1. Introduction
Network (or graph) embedding, which involves learning low dimensional feature representations of nodes and links, has in recent years become a popular topic of research. Among them, structural role embedding is one type of embedding method that focuses on identifying nodes serving different “functions” in a network (e.g., acting as a bridge between two communities or being the center of a community). Different from local proximity (the focus of methods like DeepWalk (Perozzi et al., 2014) and node2vec (Grover and Leskovec, 2016)), nodes far apart in a network and having different local contexts can be similar in their structural role identity. Several structural role embedding methods have been proposed in recent years. Among them, struc2vec (Ribeiro et al., 2017) and GraphWave (Donnat et al., 2018) are two representative methods.
However, current methods approach node structural role embedding either through indirect modeling (such as GraphWave) or nonprecise methods (such as struc2vec). For example, struc2vec constructs a weighted multilayer graph that uses random walks to generate a context for each node, which is then fed into a language model. Basically, their model is actually based on the assumption that two nodes are structurally similar if and only if the context generated by the random walk is similar. However, the randomness of random walk makes the embeddings imprecise, often leading to nodes with the exact same role having different (though admittedly, similar) embeddings.
GraphWave, on the other hand, defines a wavelet coefficient matrix and uses the distribution of energy that comes from other nodes to model node roles. Though this method can perfectly preserve the roles of nodes, it cannot capture subtle dissimilarities between roles, given that is based on indirect modeling of node roles (i.e., the energy distribution of nodes).

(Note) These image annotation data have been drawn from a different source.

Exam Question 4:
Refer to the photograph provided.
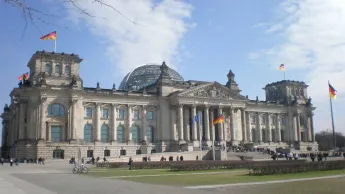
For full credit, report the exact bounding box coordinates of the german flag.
[279,64,285,71]
[40,31,56,40]
[328,83,337,99]
[18,73,29,81]
[212,115,224,125]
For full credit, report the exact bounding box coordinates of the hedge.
[97,160,306,171]
[249,160,345,175]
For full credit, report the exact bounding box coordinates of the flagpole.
[54,40,56,52]
[212,124,216,160]
[328,81,337,150]
[223,121,228,160]
[198,113,202,161]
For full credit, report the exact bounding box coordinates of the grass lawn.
[121,170,345,186]
[216,178,345,194]
[88,168,242,177]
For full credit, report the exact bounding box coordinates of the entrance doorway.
[53,150,65,159]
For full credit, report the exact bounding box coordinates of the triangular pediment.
[178,82,245,100]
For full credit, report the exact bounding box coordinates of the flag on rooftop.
[40,31,56,40]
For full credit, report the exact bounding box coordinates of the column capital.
[40,96,48,103]
[71,99,78,105]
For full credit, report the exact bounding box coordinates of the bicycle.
[72,165,89,174]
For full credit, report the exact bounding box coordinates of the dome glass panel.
[119,64,183,90]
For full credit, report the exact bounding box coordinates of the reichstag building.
[1,51,317,159]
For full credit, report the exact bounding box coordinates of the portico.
[1,51,317,158]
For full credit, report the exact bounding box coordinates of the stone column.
[210,110,216,141]
[170,107,179,141]
[266,113,272,142]
[155,105,163,142]
[256,113,262,143]
[40,97,47,141]
[111,104,117,143]
[18,102,25,140]
[308,113,315,142]
[177,104,184,143]
[218,106,225,141]
[276,114,282,142]
[94,103,101,141]
[241,108,247,142]
[204,106,211,141]
[183,107,190,142]
[127,105,132,142]
[246,112,254,142]
[46,122,52,141]
[141,106,147,143]
[296,114,301,142]
[70,100,78,140]
[191,105,198,142]
[229,107,236,142]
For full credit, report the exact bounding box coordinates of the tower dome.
[119,64,183,90]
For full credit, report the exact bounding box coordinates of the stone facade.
[1,51,317,159]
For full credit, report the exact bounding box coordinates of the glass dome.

Furthermore, this indirect modeling approach is not flexible as it relies on specific structural similarity definitions based on the energy distributions of the nodes.
We propose a direct and precise (without approximation or indirect modeling) embedding method for node structural role identity using stress majorization. Though perfectly preserving role similarities between nodes in embedding space is impossible (since embedding reduces the dimensions, leading to inevitable information loss), our method minimizes this information loss. Moreover, our method is also flexible, in that it does not rely on specific structural similarity definitions. Specifically, in this paper, we make the following contributions:

We present a novel and flexible structural embedding framework, using stress majorization, that can directly and precisely capture the role structural identities and similarities of nodes in networks. Our method is also flexible, in that it does not rely on specific structural similarity definitions.

We prove mathematically that our method embeds nodes with the same roles into the exact same position in the embedding space.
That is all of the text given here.